「あ、ありえない……よけるばかりか、弾を掴むだと……っ 」
俺に銃口を握られたまま動けずにいる、隊長と呼ばれた男が、唇を震えさせながらもかろうじて声をしぼりだす。
「お前、一体……何なんだ!?」
「さあ……?」
目を細めて答えると同時に、掴んでいた銃ごと男の体を通路の壁に叩きつける。
壁際に立っていてよけきれなかった憲兵の一人も巻き添えに…二人は強く頭を強打して地面へと崩れ落ちた。
「ば、化けものっ!!」
残った三人が一斉に銃を構えたが、振り向いた俺の視線に捕らえられた瞬間、その場で動きを凍りつかせる。
「な、なんだ? 体が……っ 」
引き金を引こうとしても動かぬ指に、みるみる顔を青ざめさせる三人に悠然と歩み寄り、中央に立ち、古の言葉を唱えると……
三人は糸の切れた操り人形のように、意識を失いその場に倒れた。
「悪く思うなよ。

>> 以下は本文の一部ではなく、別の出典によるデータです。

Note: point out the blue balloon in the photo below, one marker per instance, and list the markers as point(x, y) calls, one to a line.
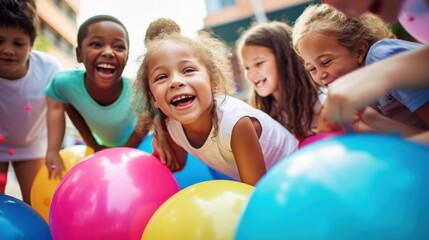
point(19, 221)
point(195, 170)
point(356, 186)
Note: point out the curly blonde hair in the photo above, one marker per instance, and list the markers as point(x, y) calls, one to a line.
point(326, 20)
point(212, 52)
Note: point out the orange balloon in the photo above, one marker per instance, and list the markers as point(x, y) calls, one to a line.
point(43, 188)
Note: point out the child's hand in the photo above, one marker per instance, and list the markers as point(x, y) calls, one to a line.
point(369, 120)
point(55, 165)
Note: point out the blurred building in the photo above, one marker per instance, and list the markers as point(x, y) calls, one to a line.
point(58, 29)
point(228, 18)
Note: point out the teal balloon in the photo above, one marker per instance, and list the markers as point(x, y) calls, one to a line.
point(355, 186)
point(19, 221)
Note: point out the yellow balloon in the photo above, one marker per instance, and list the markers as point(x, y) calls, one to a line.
point(43, 188)
point(206, 210)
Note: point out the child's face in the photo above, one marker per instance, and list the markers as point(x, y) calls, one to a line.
point(261, 70)
point(388, 10)
point(104, 53)
point(15, 48)
point(180, 84)
point(326, 60)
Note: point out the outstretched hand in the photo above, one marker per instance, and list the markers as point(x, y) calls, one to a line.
point(55, 165)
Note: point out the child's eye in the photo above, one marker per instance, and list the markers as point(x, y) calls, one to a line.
point(19, 44)
point(120, 48)
point(259, 63)
point(188, 70)
point(312, 70)
point(326, 62)
point(160, 77)
point(94, 44)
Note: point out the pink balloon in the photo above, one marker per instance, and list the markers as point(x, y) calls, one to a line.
point(414, 17)
point(110, 195)
point(317, 137)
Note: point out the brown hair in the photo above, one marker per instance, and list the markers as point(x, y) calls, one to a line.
point(21, 14)
point(298, 92)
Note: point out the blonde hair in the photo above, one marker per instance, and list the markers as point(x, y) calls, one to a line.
point(213, 54)
point(160, 26)
point(326, 20)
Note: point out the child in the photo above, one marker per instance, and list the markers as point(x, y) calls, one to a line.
point(356, 89)
point(24, 74)
point(96, 99)
point(333, 45)
point(188, 80)
point(281, 86)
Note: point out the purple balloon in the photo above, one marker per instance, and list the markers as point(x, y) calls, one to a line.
point(414, 17)
point(110, 195)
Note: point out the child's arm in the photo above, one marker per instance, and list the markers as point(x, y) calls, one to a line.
point(365, 85)
point(83, 128)
point(324, 125)
point(370, 120)
point(247, 150)
point(56, 129)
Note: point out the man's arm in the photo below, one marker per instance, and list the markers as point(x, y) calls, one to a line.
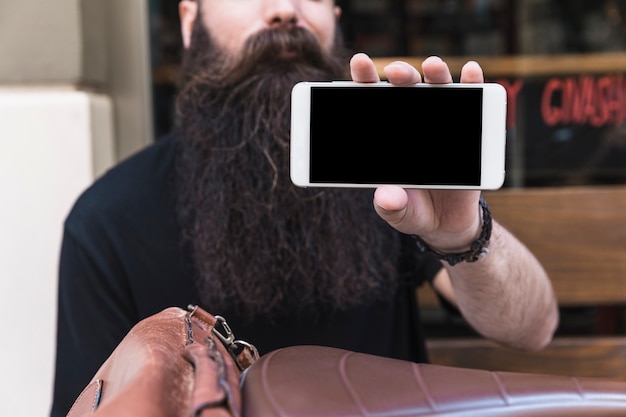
point(505, 295)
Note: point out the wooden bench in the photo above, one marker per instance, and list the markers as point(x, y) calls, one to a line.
point(579, 234)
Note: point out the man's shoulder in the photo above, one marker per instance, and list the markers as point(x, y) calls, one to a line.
point(141, 181)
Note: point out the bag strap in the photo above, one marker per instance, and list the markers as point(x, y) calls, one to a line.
point(176, 363)
point(213, 393)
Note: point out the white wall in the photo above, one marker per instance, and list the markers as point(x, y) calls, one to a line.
point(56, 136)
point(52, 145)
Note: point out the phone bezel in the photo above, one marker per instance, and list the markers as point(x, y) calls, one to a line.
point(493, 141)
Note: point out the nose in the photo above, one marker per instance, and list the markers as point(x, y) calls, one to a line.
point(281, 13)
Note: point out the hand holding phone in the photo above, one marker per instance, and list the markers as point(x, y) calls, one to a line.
point(438, 136)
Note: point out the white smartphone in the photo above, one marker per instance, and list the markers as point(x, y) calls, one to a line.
point(348, 134)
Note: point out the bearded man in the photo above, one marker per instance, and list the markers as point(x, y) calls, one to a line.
point(208, 216)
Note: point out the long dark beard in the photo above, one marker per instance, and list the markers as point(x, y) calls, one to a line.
point(259, 244)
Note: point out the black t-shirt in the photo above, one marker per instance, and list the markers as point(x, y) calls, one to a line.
point(121, 261)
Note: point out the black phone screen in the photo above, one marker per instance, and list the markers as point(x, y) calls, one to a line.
point(396, 135)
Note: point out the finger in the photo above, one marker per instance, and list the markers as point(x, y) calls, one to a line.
point(436, 71)
point(392, 204)
point(363, 70)
point(402, 73)
point(472, 73)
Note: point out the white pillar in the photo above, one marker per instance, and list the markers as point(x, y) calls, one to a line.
point(74, 99)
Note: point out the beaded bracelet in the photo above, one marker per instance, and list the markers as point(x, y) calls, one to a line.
point(478, 249)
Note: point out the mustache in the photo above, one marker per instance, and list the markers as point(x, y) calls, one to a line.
point(284, 44)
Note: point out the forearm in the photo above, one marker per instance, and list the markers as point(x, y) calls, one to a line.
point(506, 295)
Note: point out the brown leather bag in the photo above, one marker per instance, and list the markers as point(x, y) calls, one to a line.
point(188, 363)
point(175, 363)
point(314, 381)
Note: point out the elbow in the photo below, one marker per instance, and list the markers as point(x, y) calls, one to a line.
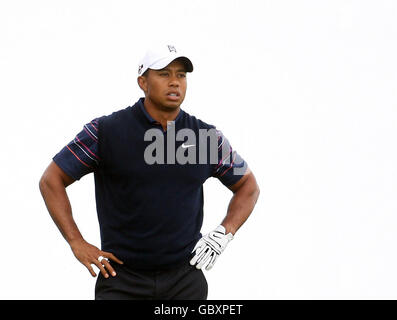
point(42, 183)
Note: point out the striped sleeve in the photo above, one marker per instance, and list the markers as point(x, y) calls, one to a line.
point(231, 166)
point(80, 156)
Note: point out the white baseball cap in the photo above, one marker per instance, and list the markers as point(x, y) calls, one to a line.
point(160, 57)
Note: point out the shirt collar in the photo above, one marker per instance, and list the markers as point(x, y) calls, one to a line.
point(148, 116)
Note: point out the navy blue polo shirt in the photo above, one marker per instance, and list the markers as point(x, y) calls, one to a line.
point(150, 214)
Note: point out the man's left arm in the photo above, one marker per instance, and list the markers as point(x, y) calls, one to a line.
point(245, 194)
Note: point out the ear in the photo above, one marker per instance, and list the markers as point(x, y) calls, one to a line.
point(142, 82)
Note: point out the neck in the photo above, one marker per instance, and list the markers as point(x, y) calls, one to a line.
point(161, 114)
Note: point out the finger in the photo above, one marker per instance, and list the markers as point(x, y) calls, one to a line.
point(101, 268)
point(195, 259)
point(213, 258)
point(199, 245)
point(90, 269)
point(203, 252)
point(111, 256)
point(204, 259)
point(108, 267)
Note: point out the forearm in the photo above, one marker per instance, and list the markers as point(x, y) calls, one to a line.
point(58, 205)
point(241, 205)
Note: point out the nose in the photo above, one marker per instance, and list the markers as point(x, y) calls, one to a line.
point(174, 81)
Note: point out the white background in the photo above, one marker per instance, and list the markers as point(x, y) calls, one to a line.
point(304, 90)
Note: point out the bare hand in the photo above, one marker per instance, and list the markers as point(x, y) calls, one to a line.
point(88, 254)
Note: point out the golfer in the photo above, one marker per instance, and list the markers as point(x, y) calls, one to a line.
point(150, 161)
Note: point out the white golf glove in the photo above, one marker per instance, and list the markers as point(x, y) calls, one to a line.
point(209, 247)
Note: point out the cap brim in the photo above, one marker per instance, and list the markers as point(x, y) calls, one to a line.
point(166, 61)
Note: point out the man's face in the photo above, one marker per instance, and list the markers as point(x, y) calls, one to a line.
point(165, 87)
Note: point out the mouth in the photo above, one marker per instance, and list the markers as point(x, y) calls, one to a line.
point(173, 95)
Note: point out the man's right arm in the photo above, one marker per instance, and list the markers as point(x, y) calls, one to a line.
point(75, 160)
point(53, 184)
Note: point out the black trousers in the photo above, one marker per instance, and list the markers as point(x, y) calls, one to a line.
point(184, 282)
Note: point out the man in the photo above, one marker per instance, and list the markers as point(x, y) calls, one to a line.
point(149, 189)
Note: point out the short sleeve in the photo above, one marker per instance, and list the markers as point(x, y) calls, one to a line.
point(231, 166)
point(80, 156)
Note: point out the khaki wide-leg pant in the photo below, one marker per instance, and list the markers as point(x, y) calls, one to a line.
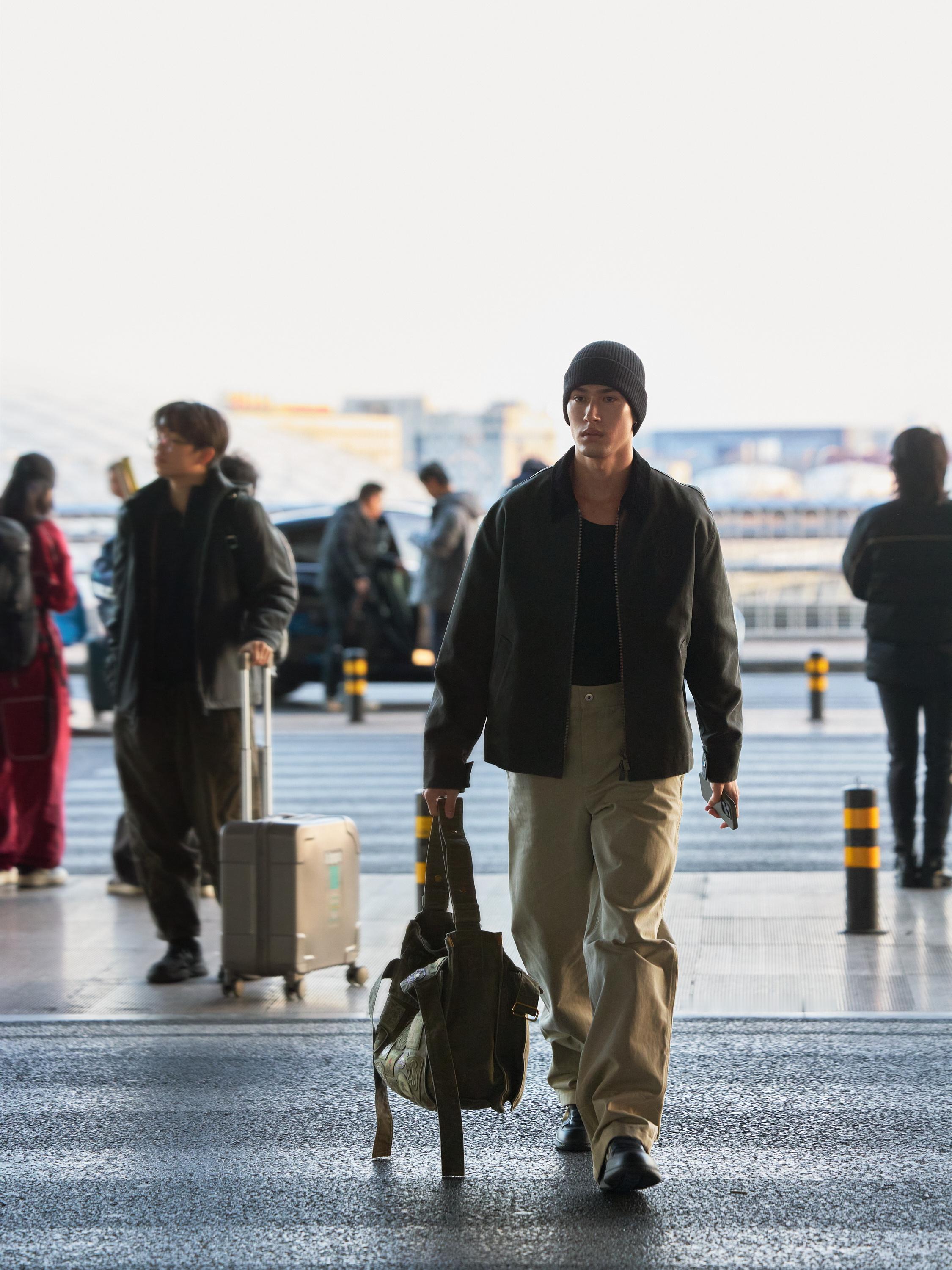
point(591, 861)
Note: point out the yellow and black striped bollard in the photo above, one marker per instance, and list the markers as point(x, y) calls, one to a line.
point(424, 823)
point(817, 668)
point(356, 680)
point(861, 858)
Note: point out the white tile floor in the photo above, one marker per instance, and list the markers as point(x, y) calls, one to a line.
point(749, 944)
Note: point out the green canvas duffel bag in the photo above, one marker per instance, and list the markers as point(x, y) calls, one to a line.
point(455, 1030)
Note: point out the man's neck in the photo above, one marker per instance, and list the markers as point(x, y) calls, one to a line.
point(600, 484)
point(181, 488)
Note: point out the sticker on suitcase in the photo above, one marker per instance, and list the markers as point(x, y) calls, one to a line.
point(333, 860)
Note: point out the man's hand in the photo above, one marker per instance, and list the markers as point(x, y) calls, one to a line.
point(259, 652)
point(433, 797)
point(718, 792)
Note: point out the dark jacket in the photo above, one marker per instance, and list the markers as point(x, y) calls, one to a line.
point(507, 658)
point(245, 588)
point(446, 548)
point(349, 549)
point(899, 560)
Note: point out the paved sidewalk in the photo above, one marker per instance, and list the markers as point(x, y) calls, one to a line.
point(787, 1145)
point(749, 944)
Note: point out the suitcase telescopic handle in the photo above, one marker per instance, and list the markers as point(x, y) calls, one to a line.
point(248, 742)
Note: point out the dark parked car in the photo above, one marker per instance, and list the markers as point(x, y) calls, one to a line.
point(390, 621)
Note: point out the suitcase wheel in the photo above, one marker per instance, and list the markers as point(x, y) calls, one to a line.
point(294, 987)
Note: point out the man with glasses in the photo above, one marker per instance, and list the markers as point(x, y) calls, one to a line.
point(201, 577)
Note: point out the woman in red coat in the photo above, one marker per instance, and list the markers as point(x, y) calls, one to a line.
point(35, 703)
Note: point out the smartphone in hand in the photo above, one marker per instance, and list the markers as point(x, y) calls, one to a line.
point(726, 809)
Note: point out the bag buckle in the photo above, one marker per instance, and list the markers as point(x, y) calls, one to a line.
point(522, 1011)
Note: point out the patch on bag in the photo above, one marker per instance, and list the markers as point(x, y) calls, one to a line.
point(427, 972)
point(403, 1066)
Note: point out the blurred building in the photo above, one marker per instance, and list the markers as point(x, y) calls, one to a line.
point(375, 436)
point(695, 450)
point(482, 451)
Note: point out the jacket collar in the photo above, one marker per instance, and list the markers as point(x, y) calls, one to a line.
point(146, 500)
point(635, 500)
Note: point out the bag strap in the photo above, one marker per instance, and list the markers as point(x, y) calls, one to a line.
point(436, 895)
point(459, 865)
point(384, 1137)
point(445, 1089)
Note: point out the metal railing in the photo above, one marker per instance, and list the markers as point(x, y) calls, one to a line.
point(798, 620)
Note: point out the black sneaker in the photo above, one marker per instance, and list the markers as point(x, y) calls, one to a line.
point(627, 1168)
point(572, 1133)
point(182, 961)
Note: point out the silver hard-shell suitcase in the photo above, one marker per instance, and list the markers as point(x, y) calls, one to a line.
point(290, 884)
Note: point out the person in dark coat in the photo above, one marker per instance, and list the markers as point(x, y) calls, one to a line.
point(351, 553)
point(899, 560)
point(446, 547)
point(593, 594)
point(35, 701)
point(201, 578)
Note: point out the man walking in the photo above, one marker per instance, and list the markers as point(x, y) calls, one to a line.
point(200, 578)
point(351, 553)
point(446, 547)
point(593, 592)
point(899, 559)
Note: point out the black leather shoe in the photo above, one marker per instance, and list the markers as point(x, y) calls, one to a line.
point(627, 1168)
point(182, 961)
point(572, 1135)
point(935, 877)
point(907, 870)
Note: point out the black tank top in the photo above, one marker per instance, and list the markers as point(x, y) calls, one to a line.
point(597, 657)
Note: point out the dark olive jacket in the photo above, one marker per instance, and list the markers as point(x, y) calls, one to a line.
point(899, 559)
point(507, 658)
point(245, 590)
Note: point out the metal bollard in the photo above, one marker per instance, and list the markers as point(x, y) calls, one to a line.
point(817, 667)
point(356, 680)
point(424, 823)
point(861, 858)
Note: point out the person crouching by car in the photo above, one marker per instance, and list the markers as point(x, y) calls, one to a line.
point(200, 578)
point(445, 549)
point(899, 559)
point(351, 554)
point(35, 698)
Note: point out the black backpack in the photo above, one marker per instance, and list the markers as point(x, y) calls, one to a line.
point(19, 630)
point(455, 1030)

命を失わずに済んだんだからな」
あっという間に沈黙してしまった憲兵たちを見下ろしてつぶやく。
所詮、人間に俺を殺すなど無理な話。
力の差がありすぎるのだ。
意識を取り戻す頃には、ここで何があったか……何をしに来たかすら忘れているだろう。
その場に背を向け、再び部屋へ戻りコートをはおる。
この部屋まで調べがついていたということは、リエルが一緒にいたのも知られていたかもしれない――
そう思うと、急にリエルの身が案ぜられて……
俺は急ぎ、ガーフィールドの店へと向かうことにした。